Banoffee Ice Cream Sandwiches
Makes 10 ice cream sandwiches
140g unsalted butter
100g granulated sugar
140g light brown sugar
125g plain wholemeal flour
85g plain white flour
½ tsp flaky salt, plus more for sprinkling
¾ tsp baking powder
¾ tsp bicarbonate of soda
1 large egg
200g dark chocolate (I like 70% cocoa solids), roughly chopped
Banana Ice Cream:
2 overripe bananas, peeled
4 tbsp full fat yogurt
75g light brown sugar
1 tbsp honey
2 tbsp tahini
pinch of salt
½ tsp vanilla
2 tbsp plain milk (or almond milk)
For the cookies:
Place the butter into a small pot over a medium-low heat. Let the butter melt then keep cooking it until it foams up, gets golden brown bits in it, and smells nutty. Remove from the heat and set aside to cool for about 15 minutes. In a large bowl combine the sugars, flours, salt, baking powder and bicarbonate of soda. Add the cooled butter and the egg and stir in to get a moist dough. Stir in the chopped chocolate. Scoop the dough into about 20 balls – using about 2 heaped tablespoons of dough per ball – and place on a baking tray. Chill for at least an hour or (for the tastiest cookies) for 72 hours.
Once you’re ready to bake, preheat the oven to 200 C and line a baking tray with baking paper. Place balls of cookie dough onto the lined tray, spacing them about 5cm apart, sprinkle with a bit of flaky salt.
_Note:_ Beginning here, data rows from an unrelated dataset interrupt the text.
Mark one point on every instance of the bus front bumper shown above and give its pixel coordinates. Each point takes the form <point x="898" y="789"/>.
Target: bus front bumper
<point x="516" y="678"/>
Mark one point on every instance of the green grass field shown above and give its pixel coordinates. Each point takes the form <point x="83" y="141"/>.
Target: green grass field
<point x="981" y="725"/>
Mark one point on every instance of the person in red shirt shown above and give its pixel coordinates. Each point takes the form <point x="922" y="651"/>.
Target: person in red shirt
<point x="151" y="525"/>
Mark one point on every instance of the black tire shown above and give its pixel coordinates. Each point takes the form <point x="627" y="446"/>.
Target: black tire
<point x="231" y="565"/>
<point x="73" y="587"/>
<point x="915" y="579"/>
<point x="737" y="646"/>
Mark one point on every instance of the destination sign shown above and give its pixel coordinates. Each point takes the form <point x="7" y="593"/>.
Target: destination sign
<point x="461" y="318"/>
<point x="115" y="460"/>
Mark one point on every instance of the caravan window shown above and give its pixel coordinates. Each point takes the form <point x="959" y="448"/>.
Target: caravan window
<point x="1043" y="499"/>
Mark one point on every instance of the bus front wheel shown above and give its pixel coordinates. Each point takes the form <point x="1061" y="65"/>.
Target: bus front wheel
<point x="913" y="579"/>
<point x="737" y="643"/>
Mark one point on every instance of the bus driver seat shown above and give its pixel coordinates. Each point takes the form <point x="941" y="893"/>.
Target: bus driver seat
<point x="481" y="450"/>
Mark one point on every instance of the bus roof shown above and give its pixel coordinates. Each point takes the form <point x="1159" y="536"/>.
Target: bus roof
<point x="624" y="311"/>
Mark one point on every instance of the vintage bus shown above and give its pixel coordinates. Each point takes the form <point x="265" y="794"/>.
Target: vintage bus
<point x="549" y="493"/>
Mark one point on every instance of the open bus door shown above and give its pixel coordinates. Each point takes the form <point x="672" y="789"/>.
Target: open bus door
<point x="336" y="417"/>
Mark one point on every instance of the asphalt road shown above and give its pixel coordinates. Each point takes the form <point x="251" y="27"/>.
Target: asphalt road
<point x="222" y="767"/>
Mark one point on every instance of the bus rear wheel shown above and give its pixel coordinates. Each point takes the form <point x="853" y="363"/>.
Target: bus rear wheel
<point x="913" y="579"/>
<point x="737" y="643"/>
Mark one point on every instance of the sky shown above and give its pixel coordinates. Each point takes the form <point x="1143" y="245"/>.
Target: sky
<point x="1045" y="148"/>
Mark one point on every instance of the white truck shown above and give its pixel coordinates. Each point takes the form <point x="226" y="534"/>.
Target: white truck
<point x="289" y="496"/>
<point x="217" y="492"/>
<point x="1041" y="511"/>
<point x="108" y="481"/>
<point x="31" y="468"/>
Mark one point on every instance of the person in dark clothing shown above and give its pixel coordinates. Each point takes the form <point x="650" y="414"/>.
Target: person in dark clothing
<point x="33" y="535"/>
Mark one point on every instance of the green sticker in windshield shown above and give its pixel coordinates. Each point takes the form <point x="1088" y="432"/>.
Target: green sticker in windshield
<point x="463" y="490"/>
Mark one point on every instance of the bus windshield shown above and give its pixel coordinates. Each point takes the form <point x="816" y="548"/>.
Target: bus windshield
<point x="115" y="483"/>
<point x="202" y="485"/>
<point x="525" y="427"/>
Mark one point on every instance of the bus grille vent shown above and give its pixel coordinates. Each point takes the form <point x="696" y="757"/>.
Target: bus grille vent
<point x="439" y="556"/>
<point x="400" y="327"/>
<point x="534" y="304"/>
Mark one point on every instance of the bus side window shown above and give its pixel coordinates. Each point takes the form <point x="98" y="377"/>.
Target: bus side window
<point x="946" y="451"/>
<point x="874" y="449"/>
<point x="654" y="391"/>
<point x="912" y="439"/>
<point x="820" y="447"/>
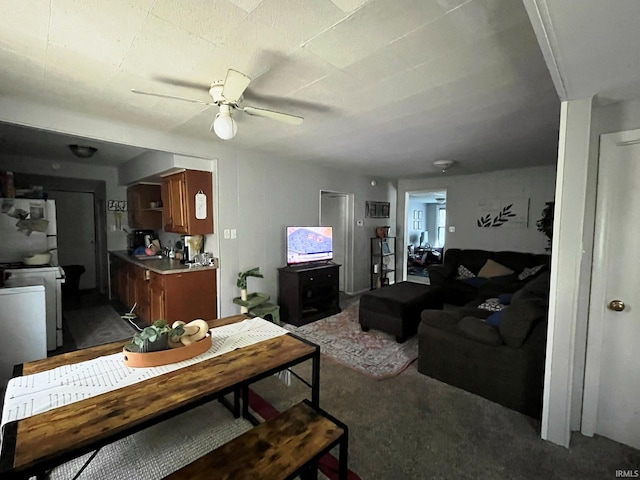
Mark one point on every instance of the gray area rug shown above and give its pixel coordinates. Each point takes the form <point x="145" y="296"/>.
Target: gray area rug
<point x="96" y="326"/>
<point x="161" y="449"/>
<point x="374" y="353"/>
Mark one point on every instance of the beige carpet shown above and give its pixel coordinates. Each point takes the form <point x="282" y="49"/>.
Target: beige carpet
<point x="96" y="326"/>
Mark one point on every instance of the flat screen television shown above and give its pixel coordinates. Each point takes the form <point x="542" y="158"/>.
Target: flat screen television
<point x="309" y="244"/>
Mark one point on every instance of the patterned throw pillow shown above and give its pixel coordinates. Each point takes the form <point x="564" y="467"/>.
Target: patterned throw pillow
<point x="464" y="272"/>
<point x="529" y="272"/>
<point x="491" y="304"/>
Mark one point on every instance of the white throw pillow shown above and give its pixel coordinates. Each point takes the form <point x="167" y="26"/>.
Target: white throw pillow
<point x="464" y="272"/>
<point x="529" y="272"/>
<point x="494" y="269"/>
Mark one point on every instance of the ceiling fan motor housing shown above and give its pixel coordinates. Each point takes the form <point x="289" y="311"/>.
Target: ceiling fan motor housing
<point x="216" y="92"/>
Bake for 8-10 minutes until golden brown and the edges are set. Remove from the oven, leave to cool on the tray for a few minutes then move to a wire rack to cool completely. Repeat with the remaining cookies.
For the ice cream:
Cut the peeled bananas into coins about 1cm thick. Place onto a baking tray in a single layer and freeze until solid (about 4 hours). Blend the frozen bananas with the yogurt in a food processor, scraping down the sides occasionally, until smooth and creamy. Pour into a container and place back into the freezer for at least an hour to firm up.
For the caramel:
Heat the sugar, honey and water in a small pot over a medium heat – don’t stir, just gently tilt the pot to encourage the sugar to dissolve. Once the sugar mixture starts to boil let it boil for 30 seconds, turn the heat down and add the tahini, salt, vanilla and milk and stir in. Scoop a little of the caramel out of the pot and dot onto a plate, let it cool and run your finger through the mixture. If it seems too thin (you want a pourable texture) keep cooking it until thickened. If it’s too thick, add a splash more milk to the caramel to thin it out. Once you’ve got the right texture, remove from the heat and leave to cool.
Take the ice cream out of the freezer a 10 minutes before assembly (these are best assembled and them eaten right away rather than re-freezing them to eat later). Use an ice cream scoop to scoop up about 2 tbsp of softened ice cream and place it onto the underside of one cookie. Drizzle with some of the tahini caramel and top with a second cookie, pushing down to squish the ice cream to the edges. Repeat with however many cookies you want to use and eat immediately!